Barclays’ chief executive officer, C.S. 'Venkat' Venkatakrishnan, has cautioned the government against raising taxes on banks, highlighting the crucial role financial institutions play in the UK’s economic growth.
His comments come as speculation grows over potential new taxes on the sector, following recent government spending reviews and calls from senior ministers to increase the bank surcharge.
Speaking in the wake of Barclays’ latest financial results, Venkatakrishnan said, “I think growth is the important objective of the UK economy, and we want good quality growth, which is fuelled by the important sectors of the economy – banks are one of them.” He also identified pharmaceuticals and technology as other key sectors driving prosperity.
Venkat emphasised the significant contribution banks already make to the nation’s finances, stating that financial institutions are “among the biggest taxpayers in this country.” He argued that increasing taxes further would be at odds with the government’s ambitions for economic expansion.
“If growth is the primary objective for the UK ... higher taxation of businesses is not a path towards that growth.

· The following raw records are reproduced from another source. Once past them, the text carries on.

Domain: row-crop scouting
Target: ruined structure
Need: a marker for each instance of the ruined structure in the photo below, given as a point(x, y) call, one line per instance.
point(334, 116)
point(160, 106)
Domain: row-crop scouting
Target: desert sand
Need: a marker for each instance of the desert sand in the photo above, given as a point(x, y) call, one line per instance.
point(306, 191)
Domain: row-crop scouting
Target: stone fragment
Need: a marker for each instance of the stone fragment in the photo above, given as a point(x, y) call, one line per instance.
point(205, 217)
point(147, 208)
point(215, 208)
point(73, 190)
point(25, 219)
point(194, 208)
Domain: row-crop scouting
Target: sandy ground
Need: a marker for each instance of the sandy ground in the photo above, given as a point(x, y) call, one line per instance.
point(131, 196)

Banks are among the bigger taxpayers in the country,” he said.
The Barclays boss’s warning follows similar statements from other bank leaders, including those at Lloyds and NatWest, who have argued that raising taxes on lenders would not support efforts to enhance the economy.
The debate has intensified after Deputy Prime Minister Angela Rayner suggested raising the bank surcharge to five per cent in addition to corporation tax, a move that has faced strong opposition from the sector.

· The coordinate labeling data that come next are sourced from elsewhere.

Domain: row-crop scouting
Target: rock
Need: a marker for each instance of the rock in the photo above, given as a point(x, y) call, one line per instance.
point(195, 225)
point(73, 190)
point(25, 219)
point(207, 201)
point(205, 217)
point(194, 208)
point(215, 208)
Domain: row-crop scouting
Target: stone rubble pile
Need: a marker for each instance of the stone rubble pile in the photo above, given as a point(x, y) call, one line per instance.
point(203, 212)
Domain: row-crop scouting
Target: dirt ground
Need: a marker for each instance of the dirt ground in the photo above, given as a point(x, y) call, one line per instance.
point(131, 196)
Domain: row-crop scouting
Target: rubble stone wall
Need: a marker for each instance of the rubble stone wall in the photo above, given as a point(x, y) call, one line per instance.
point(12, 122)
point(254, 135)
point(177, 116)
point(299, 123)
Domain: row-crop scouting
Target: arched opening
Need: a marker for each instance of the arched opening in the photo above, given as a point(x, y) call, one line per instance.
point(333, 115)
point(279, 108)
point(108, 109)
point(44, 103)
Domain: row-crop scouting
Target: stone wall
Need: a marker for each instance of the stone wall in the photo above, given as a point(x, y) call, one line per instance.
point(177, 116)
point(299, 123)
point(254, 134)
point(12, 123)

Barclays recently reported a 28 per cent rise in pre-tax profits to £2.5 billion in the second quarter of 2025, supported by its trading business and the completed takeover of Tesco Bank. The bank also announced a new £1 billion share buyback scheme and a 3p per share dividend, reflecting confidence in its ongoing transformation plan.

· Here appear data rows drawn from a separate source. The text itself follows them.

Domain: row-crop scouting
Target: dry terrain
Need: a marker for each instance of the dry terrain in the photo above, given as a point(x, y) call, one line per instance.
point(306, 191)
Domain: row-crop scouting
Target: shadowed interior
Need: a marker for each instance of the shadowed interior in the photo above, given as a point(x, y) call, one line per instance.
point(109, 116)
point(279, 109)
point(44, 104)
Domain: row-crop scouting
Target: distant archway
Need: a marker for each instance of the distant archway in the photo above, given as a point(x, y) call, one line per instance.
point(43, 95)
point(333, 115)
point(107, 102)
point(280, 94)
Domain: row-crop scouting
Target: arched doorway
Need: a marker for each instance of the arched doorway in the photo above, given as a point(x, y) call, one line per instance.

Venkat described the bank’s three-year transformation plan as “on track” to deliver “structurally higher and more stable returns.” He reiterated the importance of supporting all major sectors of the economy, saying, “Banks are one of them and not the only one. There are many other important sectors – biotech, pharma, technology itself – and we want all of these sectors to prosper. And in our prosperity and in our growth lies the growth of the country.”